Monday 21 April 2014

US braced for Wikileaks release

Wikileaks founder Julian Assange

The Obama administration has alerted Congress and foreign governments of the expected release of more sensitive documents on the WikiLeaks website.

They fear the release of US diplomatic files could damage relations with friends and allies across the globe.

"These revelations are harmful to the US and our interests," said State Department spokesman PJ Crowley. "They are going to create tension in relationships between our diplomats and our friends around the world."

Mr Crowley said the release of confidential communications about foreign governments would probably erode trust in the US as a diplomatic partner and could cause embarrassment if the files should include derogatory or critical comments about friendly foreign leaders. "When this confidence is betrayed and ends up on the front pages of newspapers or lead stories on television or radio, it has an impact," he said.

US diplomatic outposts around the world had begun notifying other governments that WikiLeaks may release these documents in the coming days, Mr Crowley said.

A major focus of the documents is Europe, but the cables are likely to touch on relations with many important countries in Asia and elsewhere, another official said. The release is expected to happen this weekend, although WikiLeaks has not been specific about the timing.

In two previous releases of leaked secret US government documents, in July and October, WikiLeaks provided them in advance to The New York Times, the Guardian newspaper and the German magazine Der Spiegel on condition that they publish their stories simultaneously. The first leak contained thousands of military field reports on the war in Afghanistan; the second was a similar but larger file on the Iraq war.

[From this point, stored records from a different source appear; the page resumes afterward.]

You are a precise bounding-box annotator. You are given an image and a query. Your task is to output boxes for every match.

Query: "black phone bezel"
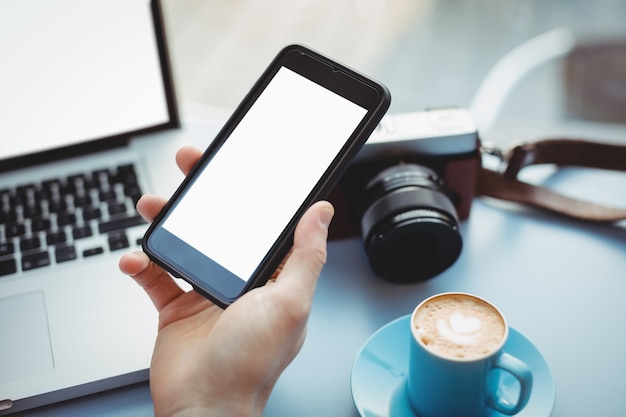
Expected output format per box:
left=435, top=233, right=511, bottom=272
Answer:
left=142, top=45, right=391, bottom=308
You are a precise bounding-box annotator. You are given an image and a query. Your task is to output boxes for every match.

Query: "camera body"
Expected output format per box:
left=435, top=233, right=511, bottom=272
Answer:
left=329, top=108, right=480, bottom=282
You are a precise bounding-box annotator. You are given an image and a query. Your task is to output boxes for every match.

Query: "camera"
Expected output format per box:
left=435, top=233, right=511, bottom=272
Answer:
left=329, top=108, right=480, bottom=283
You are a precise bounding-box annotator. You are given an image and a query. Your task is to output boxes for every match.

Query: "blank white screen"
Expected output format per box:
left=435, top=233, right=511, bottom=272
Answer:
left=164, top=67, right=367, bottom=281
left=0, top=0, right=169, bottom=159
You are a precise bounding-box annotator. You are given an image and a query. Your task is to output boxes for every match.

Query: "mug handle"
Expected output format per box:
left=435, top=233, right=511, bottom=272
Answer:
left=489, top=353, right=533, bottom=416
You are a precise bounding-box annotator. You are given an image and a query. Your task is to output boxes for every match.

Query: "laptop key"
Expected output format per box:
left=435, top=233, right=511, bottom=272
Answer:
left=109, top=232, right=130, bottom=251
left=0, top=242, right=15, bottom=256
left=83, top=247, right=104, bottom=258
left=46, top=230, right=67, bottom=246
left=4, top=222, right=26, bottom=238
left=54, top=246, right=76, bottom=263
left=30, top=217, right=52, bottom=233
left=22, top=252, right=50, bottom=271
left=72, top=225, right=93, bottom=240
left=98, top=216, right=146, bottom=234
left=20, top=236, right=41, bottom=252
left=0, top=258, right=17, bottom=277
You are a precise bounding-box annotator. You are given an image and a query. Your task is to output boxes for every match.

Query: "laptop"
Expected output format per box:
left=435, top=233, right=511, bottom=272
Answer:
left=0, top=0, right=199, bottom=414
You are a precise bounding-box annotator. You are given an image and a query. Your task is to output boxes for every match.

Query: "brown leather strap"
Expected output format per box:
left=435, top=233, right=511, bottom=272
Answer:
left=477, top=139, right=626, bottom=223
left=504, top=139, right=626, bottom=178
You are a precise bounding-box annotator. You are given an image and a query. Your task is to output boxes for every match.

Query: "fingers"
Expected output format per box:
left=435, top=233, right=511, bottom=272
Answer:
left=119, top=252, right=184, bottom=311
left=176, top=146, right=202, bottom=175
left=275, top=201, right=334, bottom=301
left=137, top=146, right=202, bottom=222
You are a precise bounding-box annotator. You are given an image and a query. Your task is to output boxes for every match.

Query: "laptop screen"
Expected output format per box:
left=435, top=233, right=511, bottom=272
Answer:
left=0, top=0, right=178, bottom=167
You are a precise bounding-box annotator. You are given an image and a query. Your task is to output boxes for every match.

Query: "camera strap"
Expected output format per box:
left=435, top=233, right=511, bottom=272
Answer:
left=477, top=139, right=626, bottom=223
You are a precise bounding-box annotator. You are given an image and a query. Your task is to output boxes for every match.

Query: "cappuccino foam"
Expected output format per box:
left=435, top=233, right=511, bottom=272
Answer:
left=413, top=294, right=505, bottom=359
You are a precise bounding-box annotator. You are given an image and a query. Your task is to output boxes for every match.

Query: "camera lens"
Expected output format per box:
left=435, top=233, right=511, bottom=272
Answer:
left=361, top=164, right=462, bottom=283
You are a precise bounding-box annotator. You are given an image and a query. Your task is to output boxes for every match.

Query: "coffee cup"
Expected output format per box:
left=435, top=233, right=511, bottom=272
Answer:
left=406, top=293, right=533, bottom=417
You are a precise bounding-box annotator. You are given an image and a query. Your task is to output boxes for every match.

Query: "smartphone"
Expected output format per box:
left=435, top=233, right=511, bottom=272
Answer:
left=142, top=45, right=391, bottom=308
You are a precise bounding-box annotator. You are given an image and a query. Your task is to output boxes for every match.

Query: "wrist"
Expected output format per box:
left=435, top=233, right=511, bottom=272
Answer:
left=155, top=395, right=267, bottom=417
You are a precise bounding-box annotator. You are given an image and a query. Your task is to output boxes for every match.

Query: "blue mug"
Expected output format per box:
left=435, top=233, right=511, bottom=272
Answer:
left=406, top=293, right=532, bottom=417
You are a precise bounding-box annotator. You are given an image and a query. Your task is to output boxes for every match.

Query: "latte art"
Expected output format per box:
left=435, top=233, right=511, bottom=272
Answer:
left=413, top=294, right=505, bottom=359
left=437, top=313, right=482, bottom=345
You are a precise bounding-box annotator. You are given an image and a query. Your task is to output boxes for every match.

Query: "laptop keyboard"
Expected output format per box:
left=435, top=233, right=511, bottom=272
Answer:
left=0, top=164, right=145, bottom=276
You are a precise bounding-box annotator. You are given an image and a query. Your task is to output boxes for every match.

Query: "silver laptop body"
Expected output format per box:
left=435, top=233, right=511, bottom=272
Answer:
left=0, top=0, right=188, bottom=415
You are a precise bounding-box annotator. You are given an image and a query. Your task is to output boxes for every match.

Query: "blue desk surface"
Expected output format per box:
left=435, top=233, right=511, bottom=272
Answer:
left=15, top=118, right=626, bottom=417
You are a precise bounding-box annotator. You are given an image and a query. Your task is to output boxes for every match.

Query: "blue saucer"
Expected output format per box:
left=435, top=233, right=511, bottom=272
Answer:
left=351, top=315, right=556, bottom=417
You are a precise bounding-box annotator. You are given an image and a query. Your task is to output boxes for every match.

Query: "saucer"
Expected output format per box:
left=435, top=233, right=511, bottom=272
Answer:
left=351, top=315, right=556, bottom=417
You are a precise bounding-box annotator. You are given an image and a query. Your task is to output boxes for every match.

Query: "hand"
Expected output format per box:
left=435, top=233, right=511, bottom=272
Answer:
left=120, top=147, right=333, bottom=416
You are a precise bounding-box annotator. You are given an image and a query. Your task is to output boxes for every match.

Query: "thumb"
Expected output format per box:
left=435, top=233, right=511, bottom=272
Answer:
left=277, top=201, right=334, bottom=298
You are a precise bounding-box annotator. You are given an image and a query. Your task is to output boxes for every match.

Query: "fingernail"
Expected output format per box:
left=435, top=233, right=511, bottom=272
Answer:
left=320, top=208, right=335, bottom=229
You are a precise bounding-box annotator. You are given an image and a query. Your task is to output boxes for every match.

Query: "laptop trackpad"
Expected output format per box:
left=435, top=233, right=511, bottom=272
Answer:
left=0, top=292, right=54, bottom=383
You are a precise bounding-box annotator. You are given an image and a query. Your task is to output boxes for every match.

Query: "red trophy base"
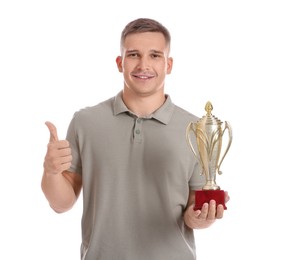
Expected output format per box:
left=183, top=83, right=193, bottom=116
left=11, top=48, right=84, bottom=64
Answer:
left=194, top=190, right=227, bottom=210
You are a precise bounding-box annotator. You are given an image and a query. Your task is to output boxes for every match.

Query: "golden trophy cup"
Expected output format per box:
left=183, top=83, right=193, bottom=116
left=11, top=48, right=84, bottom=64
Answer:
left=186, top=102, right=232, bottom=210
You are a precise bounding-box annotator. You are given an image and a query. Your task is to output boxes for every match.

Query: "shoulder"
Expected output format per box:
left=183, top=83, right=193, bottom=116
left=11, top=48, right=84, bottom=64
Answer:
left=74, top=97, right=114, bottom=119
left=174, top=105, right=199, bottom=122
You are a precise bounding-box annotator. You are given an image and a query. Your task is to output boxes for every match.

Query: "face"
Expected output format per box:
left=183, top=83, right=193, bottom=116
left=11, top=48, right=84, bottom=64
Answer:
left=116, top=32, right=172, bottom=96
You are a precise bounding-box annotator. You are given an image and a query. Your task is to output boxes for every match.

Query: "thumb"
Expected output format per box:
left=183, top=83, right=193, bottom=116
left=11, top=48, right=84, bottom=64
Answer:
left=45, top=121, right=58, bottom=143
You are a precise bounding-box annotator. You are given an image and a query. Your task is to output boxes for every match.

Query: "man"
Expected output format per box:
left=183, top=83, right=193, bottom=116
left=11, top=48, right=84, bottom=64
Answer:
left=42, top=19, right=228, bottom=260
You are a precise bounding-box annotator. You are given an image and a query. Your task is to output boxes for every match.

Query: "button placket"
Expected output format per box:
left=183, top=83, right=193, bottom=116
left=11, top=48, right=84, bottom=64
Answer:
left=134, top=118, right=143, bottom=141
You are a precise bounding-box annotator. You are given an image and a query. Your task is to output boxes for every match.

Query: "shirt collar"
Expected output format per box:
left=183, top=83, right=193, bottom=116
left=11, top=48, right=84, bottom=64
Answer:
left=113, top=92, right=175, bottom=125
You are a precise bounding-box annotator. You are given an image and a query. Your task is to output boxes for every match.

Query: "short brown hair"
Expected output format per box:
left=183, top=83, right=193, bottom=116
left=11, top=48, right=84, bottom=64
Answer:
left=121, top=18, right=171, bottom=48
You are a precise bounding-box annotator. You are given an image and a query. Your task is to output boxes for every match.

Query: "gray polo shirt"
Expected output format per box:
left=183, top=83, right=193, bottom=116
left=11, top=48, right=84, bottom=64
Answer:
left=67, top=93, right=205, bottom=260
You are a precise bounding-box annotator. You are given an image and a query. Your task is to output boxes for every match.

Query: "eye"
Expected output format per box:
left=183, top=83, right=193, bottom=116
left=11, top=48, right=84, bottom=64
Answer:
left=127, top=52, right=139, bottom=58
left=151, top=53, right=161, bottom=59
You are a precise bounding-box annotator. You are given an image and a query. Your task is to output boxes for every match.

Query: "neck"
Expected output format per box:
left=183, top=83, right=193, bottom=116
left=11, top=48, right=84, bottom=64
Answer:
left=122, top=91, right=166, bottom=117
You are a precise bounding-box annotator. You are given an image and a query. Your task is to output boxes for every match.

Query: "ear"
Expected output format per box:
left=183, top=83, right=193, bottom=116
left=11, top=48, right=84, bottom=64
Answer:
left=116, top=56, right=123, bottom=72
left=166, top=57, right=173, bottom=74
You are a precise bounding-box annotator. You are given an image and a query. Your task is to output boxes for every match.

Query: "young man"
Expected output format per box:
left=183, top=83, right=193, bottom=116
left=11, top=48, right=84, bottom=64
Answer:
left=42, top=19, right=228, bottom=260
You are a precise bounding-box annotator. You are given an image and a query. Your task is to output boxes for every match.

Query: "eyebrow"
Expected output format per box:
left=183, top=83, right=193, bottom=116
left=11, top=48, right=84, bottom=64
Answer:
left=126, top=49, right=164, bottom=55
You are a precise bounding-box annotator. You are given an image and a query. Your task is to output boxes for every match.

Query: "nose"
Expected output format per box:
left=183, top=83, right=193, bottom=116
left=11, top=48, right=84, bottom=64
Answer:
left=137, top=56, right=149, bottom=70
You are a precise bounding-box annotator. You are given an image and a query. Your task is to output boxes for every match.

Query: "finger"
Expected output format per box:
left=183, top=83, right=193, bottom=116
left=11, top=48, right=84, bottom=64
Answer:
left=216, top=204, right=224, bottom=219
left=207, top=200, right=216, bottom=220
left=199, top=203, right=209, bottom=219
left=45, top=121, right=58, bottom=143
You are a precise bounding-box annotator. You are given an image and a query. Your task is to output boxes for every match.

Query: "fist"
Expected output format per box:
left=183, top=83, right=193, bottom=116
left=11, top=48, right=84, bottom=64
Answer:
left=44, top=122, right=72, bottom=174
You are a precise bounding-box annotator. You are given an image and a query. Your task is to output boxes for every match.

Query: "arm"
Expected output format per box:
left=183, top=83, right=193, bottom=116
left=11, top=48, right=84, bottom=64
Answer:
left=41, top=122, right=82, bottom=213
left=184, top=191, right=229, bottom=229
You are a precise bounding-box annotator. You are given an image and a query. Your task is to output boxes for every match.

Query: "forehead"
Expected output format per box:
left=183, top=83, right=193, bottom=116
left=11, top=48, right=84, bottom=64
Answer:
left=123, top=32, right=168, bottom=51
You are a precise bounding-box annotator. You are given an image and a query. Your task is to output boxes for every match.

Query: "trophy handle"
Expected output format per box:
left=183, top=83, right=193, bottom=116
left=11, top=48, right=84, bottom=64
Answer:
left=217, top=121, right=233, bottom=174
left=186, top=122, right=202, bottom=165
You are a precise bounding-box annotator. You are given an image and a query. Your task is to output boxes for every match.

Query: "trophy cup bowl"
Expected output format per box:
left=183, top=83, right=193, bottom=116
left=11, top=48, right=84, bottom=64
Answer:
left=186, top=101, right=232, bottom=210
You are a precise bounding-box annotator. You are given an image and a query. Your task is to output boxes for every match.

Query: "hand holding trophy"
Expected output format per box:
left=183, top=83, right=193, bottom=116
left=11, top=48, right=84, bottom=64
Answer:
left=186, top=102, right=232, bottom=210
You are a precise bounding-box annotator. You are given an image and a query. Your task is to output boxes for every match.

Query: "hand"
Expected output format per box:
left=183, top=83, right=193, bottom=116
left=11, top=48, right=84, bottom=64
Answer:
left=184, top=192, right=230, bottom=229
left=44, top=122, right=72, bottom=174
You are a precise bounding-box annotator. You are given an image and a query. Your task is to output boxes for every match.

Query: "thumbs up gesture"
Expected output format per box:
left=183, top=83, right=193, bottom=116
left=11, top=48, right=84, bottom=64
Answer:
left=44, top=122, right=72, bottom=174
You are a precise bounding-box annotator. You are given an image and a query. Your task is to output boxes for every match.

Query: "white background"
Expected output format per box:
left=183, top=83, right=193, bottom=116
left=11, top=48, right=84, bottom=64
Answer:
left=0, top=0, right=285, bottom=260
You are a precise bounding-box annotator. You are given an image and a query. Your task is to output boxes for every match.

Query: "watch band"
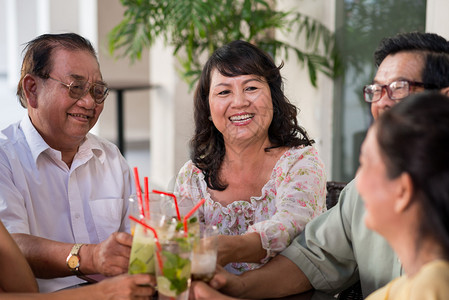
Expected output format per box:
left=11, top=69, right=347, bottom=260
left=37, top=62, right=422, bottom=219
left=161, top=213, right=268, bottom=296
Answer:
left=67, top=243, right=84, bottom=276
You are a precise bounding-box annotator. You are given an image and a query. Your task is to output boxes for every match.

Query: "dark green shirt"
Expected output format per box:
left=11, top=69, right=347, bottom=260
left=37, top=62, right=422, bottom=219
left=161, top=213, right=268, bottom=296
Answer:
left=281, top=180, right=402, bottom=297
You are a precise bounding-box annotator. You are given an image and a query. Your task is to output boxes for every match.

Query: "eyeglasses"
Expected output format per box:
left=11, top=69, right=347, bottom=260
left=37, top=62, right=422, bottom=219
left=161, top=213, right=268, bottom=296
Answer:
left=48, top=76, right=109, bottom=104
left=363, top=80, right=424, bottom=103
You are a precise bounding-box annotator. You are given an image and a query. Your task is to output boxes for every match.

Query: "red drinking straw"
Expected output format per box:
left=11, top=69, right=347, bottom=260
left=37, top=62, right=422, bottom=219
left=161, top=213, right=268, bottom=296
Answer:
left=143, top=177, right=150, bottom=220
left=134, top=167, right=145, bottom=219
left=153, top=190, right=181, bottom=221
left=183, top=198, right=206, bottom=236
left=129, top=216, right=164, bottom=275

Diplomatic cables are internal documents that would include a range of secret communications between US diplomatic outposts and State Department headquarters in Washington.

The revelations they contain are likely to range from the mundane, in the case of routine reporting on meetings between US and foreign government officials, to the explosive, in the case of candid assessments of foreign officials or the exposure of pressure tactics used by US diplomats. One concern, for example, is that the documents may reveal the kinds of pressure the Obama administration has put on various countries to accept the transfer of Guantanamo Bay detainees who have been cleared for release but are unwelcome in their home countries.

State Department officials said privately there was concern, too, that details about certain sensitive programmes could be exposed. These might include details about surveillance at US diplomatic compounds abroad or revelations about highly secret intelligence sources or practices.